The announcement came after a pair of New Zealanders wrote an open letter to Lorde asking her to reconsider her decision to perform in Tel Aviv.

The letter, published last week on TheSpinOff.co.nz, was penned by Justine Sachs, who is Jewish, and Nadia Abu-Shanab, who is Palestinian.

“Today, millions of people stand opposed to the Israeli government’s policies of oppression, ethnic cleansing, human rights violations, occupation and apartheid,” the letter said. “As part of this struggle, we believe that an economic, intellectual and artistic boycott is an effective way of speaking out against these crimes. This worked very effectively against apartheid in South Africa, and we hope it can work again.”

The pair urged Lorde to “act in the spirit of progressive New Zealanders who came before you and continue their legacy,” by canceling her show.

Lorde acknowledged the letter last week in a tweet and said she was "considering all options."

Some fans praised Lorde’s decision, while others decried it. Miri Regev, Israel's culture minister, urged Lorde to rethink the cancellation.
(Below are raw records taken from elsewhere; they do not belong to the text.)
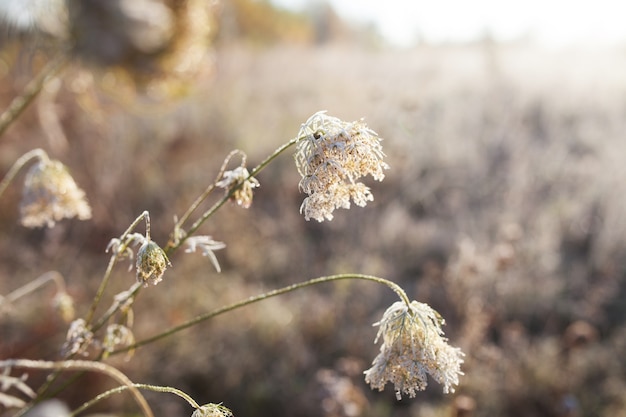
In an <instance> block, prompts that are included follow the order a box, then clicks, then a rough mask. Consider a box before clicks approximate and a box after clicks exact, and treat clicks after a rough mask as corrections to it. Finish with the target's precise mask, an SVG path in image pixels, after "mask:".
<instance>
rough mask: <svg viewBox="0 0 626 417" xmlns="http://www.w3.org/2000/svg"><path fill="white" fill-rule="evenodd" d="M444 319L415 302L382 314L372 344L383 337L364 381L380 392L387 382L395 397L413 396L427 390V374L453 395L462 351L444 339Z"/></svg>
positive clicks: (365, 371)
mask: <svg viewBox="0 0 626 417" xmlns="http://www.w3.org/2000/svg"><path fill="white" fill-rule="evenodd" d="M442 324H444V321H443V319H442V318H441V316H440V315H439V313H437V312H436V311H435V310H433V309H432V308H431V307H430V306H428V305H427V304H423V303H419V302H417V301H413V302H411V304H410V306H408V305H407V304H406V303H404V302H401V301H399V302H396V303H394V304H393V305H391V307H389V308H388V309H387V311H385V314H384V315H383V318H382V319H381V320H380V321H379V322H378V323H375V325H378V326H380V328H379V329H378V334H377V336H376V340H375V343H376V342H377V341H378V339H379V338H381V337H382V341H383V342H382V345H381V347H380V353H379V354H378V356H376V358H375V359H374V362H373V363H372V365H373V366H372V367H371V368H370V369H368V370H367V371H365V382H367V383H368V384H370V386H371V387H372V389H378V390H379V391H382V390H383V389H384V387H385V384H386V383H387V382H391V383H393V385H394V387H395V390H396V397H397V398H398V400H400V399H401V397H402V394H403V393H404V394H408V395H409V397H415V394H416V391H421V390H424V389H425V388H426V385H427V381H426V375H427V374H430V376H431V377H433V378H434V379H435V380H436V381H437V382H439V383H440V384H442V385H443V392H444V393H449V392H454V386H455V385H458V383H459V375H463V372H461V364H462V363H463V356H464V355H463V352H461V350H460V349H459V348H455V347H452V346H450V345H448V343H447V339H446V338H445V337H443V331H442V330H441V325H442Z"/></svg>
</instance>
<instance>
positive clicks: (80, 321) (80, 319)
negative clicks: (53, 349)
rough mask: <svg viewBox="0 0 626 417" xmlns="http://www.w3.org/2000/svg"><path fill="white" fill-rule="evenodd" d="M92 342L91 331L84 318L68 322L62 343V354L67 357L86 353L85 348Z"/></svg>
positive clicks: (86, 347) (65, 356)
mask: <svg viewBox="0 0 626 417" xmlns="http://www.w3.org/2000/svg"><path fill="white" fill-rule="evenodd" d="M93 342H94V338H93V333H92V332H91V330H89V329H88V328H87V323H86V322H85V320H84V319H76V320H74V321H73V322H72V323H71V324H70V328H69V329H68V331H67V336H66V337H65V343H64V344H63V349H62V354H63V356H64V357H68V356H71V355H75V354H82V355H85V356H86V355H87V349H88V348H89V346H91V344H92V343H93Z"/></svg>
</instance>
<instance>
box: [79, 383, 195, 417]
mask: <svg viewBox="0 0 626 417" xmlns="http://www.w3.org/2000/svg"><path fill="white" fill-rule="evenodd" d="M133 387H134V388H138V389H143V390H148V391H155V392H165V393H170V394H175V395H178V396H179V397H181V398H183V399H184V400H185V401H187V402H188V403H189V405H191V406H192V407H193V408H195V409H198V408H200V405H199V404H198V403H197V402H196V401H195V400H194V399H193V398H191V397H190V396H189V395H188V394H187V393H185V392H184V391H181V390H179V389H177V388H172V387H162V386H158V385H147V384H132V385H122V386H119V387H115V388H113V389H110V390H108V391H105V392H103V393H102V394H100V395H98V396H97V397H94V398H93V399H91V400H89V401H87V402H86V403H84V404H83V405H81V406H80V407H78V408H77V409H76V410H74V411H72V412H71V413H70V414H69V415H70V416H76V415H78V414H80V413H82V412H83V411H85V410H86V409H88V408H89V407H91V406H93V405H95V404H96V403H98V402H100V401H102V400H104V399H106V398H108V397H110V396H112V395H114V394H117V393H120V392H123V391H125V390H127V389H130V388H133Z"/></svg>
“Lorde, I’m hoping you can be a ‘pure heroine’ like the title of your first album,” Miri Regev said in a statement obtained by The Guardian. “To be a heroine of pure culture, free from any foreign – and ridiculous – political considerations.”

Lorde was not the first performer pressured to cancel a planned appearance in Israel by pro-Palestinian activists. According to the country’s Ynetnews, Elvis Costello and Sonic Youth frontman Thurston Moore have canceled shows in Israel amid criticism. Rock band Radiohead was also urged to cancel a show last summer in Tel Aviv but went through with the performance after corresponding with critics, Ynetnews reported.